The recent discussion about staking plans on betting.betfair generated some light as well as a great deal of heat. I was an interested - and at times bemused - spectator, but my ears (metaphorically) pricked up when one particular word was mentioned: Kelly.

Some explanation is required for anyone who has not come across this name in this context before.

The crux of the issue where staking is concerned is how much of your available money you should risk in given circumstances.

Theories of probability are often illustrated by coin-toss experiments, or similar, in which the "true" odds of an outcome are known. In such circumstances it does not take a genius to say what a team of 100 punters with a bank of £1 each and an agreement to share any returns should do when offered 10/1 against heads on independent but fair coin tosses. They should each stake their whole bank in the knowledge that on average 50 of them will be skint at the end of the experiment but the team will be £500 up and the collective payoffs will more than compensate for individual losses. The chance of none of them getting a return is negligible: roughly 1 with 30 zeroes after it to 1.

But what if you are just one punter, not part of a team, and your £1 is all you have? Putting it all on an evens shot that is being offered at 10/1 makes plenty of sense in one respect, but there is still a 50% chance that you won't have the price of a cup of tea at the end of the day.

It is important, in the real world, not only to seek to capitalise on value when it occurs but to do so in a manner that maximises your chance of being around to benefit from that value. Don't stake the farm every time someone offers you a fraction over the odds, in other words.

This conundrum, in a very different context, was what preoccupied a certain John Kelly at the Bell Laboratories in the 1950s. His complex mathematical paper, published in 1956, dealt with telecommunications but was illustrated by way of examples that had a clear and specific application to betting strategy.

Nick Mordin devoted a chapter to the Kelly Criterion in his book Winning Without Thinking, which also had the original paper in the appendix, and it is well worth a read.

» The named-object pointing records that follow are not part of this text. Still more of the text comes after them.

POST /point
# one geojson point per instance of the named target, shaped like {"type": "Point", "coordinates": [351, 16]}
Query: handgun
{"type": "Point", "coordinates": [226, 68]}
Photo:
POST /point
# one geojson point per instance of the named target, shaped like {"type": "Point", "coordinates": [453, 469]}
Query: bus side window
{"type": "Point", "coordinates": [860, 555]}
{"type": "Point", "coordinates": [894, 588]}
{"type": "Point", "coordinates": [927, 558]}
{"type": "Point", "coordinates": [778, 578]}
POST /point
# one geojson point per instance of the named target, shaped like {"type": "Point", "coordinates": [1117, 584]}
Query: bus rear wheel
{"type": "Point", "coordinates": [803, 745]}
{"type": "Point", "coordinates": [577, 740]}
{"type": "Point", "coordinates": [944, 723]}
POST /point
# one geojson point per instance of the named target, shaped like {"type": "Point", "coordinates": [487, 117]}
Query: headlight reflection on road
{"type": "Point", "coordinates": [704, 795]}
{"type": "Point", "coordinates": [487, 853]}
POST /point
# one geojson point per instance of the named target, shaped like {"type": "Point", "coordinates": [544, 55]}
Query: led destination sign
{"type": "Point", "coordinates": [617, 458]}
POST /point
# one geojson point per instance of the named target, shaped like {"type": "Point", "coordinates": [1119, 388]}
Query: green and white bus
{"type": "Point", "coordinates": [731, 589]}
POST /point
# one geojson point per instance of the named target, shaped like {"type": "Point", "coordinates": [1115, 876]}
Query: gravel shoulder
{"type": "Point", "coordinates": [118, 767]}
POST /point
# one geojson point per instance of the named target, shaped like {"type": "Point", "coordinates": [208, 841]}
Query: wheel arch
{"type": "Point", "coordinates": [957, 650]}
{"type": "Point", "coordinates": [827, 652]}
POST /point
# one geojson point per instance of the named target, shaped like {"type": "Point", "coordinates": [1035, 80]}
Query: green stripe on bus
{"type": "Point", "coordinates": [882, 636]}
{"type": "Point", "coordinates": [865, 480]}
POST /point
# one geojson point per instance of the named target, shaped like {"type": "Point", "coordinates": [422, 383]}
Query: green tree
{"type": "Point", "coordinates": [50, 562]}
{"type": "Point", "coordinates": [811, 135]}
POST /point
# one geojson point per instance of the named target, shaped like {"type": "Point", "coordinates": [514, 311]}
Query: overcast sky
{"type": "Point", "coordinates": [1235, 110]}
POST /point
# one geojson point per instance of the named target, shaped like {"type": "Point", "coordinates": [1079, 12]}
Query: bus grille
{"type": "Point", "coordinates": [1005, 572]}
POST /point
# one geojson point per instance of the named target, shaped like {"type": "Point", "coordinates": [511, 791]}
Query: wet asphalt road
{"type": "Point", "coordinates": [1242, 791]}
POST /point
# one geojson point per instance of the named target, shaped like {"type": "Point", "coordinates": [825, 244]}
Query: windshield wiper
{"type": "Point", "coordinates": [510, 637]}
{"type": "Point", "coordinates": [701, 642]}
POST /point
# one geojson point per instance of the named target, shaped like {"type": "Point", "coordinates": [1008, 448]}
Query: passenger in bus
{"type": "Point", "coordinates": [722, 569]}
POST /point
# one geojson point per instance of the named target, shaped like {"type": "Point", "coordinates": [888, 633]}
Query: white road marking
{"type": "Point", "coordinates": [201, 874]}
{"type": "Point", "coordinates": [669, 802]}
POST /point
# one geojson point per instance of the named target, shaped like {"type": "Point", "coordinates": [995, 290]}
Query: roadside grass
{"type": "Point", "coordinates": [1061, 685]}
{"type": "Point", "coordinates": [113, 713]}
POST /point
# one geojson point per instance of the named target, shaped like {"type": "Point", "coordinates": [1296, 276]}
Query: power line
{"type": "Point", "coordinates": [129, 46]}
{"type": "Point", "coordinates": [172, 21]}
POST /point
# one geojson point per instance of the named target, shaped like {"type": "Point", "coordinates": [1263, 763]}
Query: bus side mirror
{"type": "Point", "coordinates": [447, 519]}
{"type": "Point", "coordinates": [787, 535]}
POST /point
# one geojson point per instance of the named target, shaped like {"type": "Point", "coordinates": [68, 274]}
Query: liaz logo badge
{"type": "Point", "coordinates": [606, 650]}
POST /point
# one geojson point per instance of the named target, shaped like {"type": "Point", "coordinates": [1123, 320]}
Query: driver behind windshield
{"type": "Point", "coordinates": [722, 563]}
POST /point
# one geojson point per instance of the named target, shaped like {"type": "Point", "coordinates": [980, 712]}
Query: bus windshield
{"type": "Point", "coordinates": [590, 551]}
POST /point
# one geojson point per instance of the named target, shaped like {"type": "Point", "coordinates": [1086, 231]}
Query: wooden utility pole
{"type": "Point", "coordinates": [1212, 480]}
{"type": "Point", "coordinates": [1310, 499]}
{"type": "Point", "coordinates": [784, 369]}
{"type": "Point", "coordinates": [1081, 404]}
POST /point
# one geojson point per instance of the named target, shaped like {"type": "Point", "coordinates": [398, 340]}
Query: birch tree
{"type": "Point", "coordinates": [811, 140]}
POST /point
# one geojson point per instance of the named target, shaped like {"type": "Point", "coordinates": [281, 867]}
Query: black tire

In essence, the amount you stake should be dictated by a combination of the edge you have (10/1 as opposed to evens in the example above) and the likelihood of the event occurring (50% in the example above). Mordin helpfully provided a simplified version of Kelly that mere mortals can understand and apply.

I have read plenty of criticisms of the Kelly Criterion as it is applied to real-life situations. These include the undeniable fact that the assessment of "fair" odds in horseracing is always subjective in truth and that for punters staking considerably more than the £1 in the illustration above there is the very real possibility of affecting the price of the event on which they are betting. As a result, even staunch champions of the theory often admit to betting "half Kellys" or some other fraction thereof.

Fair enough, but it should not for a moment be assumed from this that Kelly is flawed. It is not: it is our own ability to evaluate "fair" odds, and sometimes our ability to capitalise on that, that is flawed in real-life situations. Kelly is indeed the best theoretical way in which to maximise the growth of your betting capital. No-one has seriously managed to disprove that.

I know of a few people - mostly big-staking punters who deal with statistical models in which the effects of subjectivity are minimised - who apply Kelly rigorously to their betting, but I do not and I have a hunch I am in the majority where this is concerned.

Nonetheless, the fact that I should stake more on a 10/1 shot if I think it should be 5/1 rather than if I think it should be 8/1, and that I should stake more on something that has a 50% chance of happening than on something that has a 10% chance of happening, informs my punting in general terms. I favour a sort of Kelly-Lite, as it were.

Even if you don't go the whole hog and adopt Kelly as a new religion I suggest that you, like me, take the general principles on board. It makes perfect sense.